Reports on the results of plate augmentation with the nail in situ for management of femoral non-union are few. The number of cases of these studies is less than 20 and excellent results with bony union in all cases were reported [6, 911].

In this report, bony union was achieved in all cases after an average of 4.3 months. This healing time is shorter than other published results (6.2, 7 and 7.2 months) [911]. This could be attributed to axial compression of the bone fragments in group A, reduction of the bone fragments in group B and bone grafting when indicated. Excision of the fibrous tissue between the fragments and removal of the locking screws on one side allowed correction of the malalignment, shortening and compression of the fragments. Freshening of the non-union surfaces, decortication and addition of bone grafts to fill gaps are all procedures that enhance osteogenesis. Retaining the nail is advantageous as it maintains alignment, adds to the stability of fixation and allows early weight bearing and rehabilitation [11]. It also allows a short plate to be used in most cases, through a small wound, that would be required for bone grafting, if needed.
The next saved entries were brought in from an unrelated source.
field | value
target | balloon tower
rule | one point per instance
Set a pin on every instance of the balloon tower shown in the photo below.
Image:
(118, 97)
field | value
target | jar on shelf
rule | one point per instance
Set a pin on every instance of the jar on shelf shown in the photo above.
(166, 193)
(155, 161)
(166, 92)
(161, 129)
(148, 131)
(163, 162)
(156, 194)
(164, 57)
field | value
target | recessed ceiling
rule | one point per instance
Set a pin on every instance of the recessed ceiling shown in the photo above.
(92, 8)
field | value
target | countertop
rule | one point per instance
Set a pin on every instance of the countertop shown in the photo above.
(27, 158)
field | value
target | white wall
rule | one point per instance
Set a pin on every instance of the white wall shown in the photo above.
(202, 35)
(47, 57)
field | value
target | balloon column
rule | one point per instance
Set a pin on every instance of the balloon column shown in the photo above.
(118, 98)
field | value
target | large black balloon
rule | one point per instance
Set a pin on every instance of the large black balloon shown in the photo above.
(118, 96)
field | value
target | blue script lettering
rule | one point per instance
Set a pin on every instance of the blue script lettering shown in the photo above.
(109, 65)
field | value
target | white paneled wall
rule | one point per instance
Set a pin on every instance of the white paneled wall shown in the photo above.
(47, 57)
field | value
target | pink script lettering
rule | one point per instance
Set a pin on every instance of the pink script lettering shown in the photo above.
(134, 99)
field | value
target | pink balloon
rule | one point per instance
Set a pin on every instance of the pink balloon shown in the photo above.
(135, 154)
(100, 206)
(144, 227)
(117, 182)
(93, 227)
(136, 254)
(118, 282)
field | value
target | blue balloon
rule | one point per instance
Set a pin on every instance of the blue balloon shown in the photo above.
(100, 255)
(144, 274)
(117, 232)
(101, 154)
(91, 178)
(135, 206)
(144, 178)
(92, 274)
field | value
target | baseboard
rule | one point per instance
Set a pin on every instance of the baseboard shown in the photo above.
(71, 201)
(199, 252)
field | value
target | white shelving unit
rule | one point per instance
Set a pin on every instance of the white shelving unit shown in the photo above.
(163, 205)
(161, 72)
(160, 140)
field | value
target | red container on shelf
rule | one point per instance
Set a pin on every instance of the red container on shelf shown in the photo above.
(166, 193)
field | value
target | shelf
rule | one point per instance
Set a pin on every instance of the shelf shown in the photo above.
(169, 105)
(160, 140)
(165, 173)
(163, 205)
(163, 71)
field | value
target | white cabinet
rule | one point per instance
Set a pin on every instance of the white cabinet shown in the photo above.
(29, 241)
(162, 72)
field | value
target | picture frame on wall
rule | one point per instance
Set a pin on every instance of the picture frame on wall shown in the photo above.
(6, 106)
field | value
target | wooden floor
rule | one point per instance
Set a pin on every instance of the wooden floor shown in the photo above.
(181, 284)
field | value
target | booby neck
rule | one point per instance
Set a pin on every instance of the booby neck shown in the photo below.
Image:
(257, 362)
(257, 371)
Most cases of exchange nailing need exposure of the non-union site for bone grafting. Short plate augmentation through the same small wound abolishes all motion at the non-union site and enhances healing. It is only in comminuted fractures with deformity that a longer plate is needed. Broad DCP is the recommended plate in this technique, as it allows axial compression of the fragments, and the eccentric position of its holes allows passing the screws in front of and behind the nail. The use of LCP might also be useful in cases where unicortical screws can be inserted; this would diminish the incidence of screw breakage and bending by the nail [9].

Conclusion

In failed IMN of femur, augmentation of fixation by compression plating, and bone grafting when indicated proved to be a good line of treatment, and in cases of malalignment, correction was possible followed by plate augmentation with the nail in situ.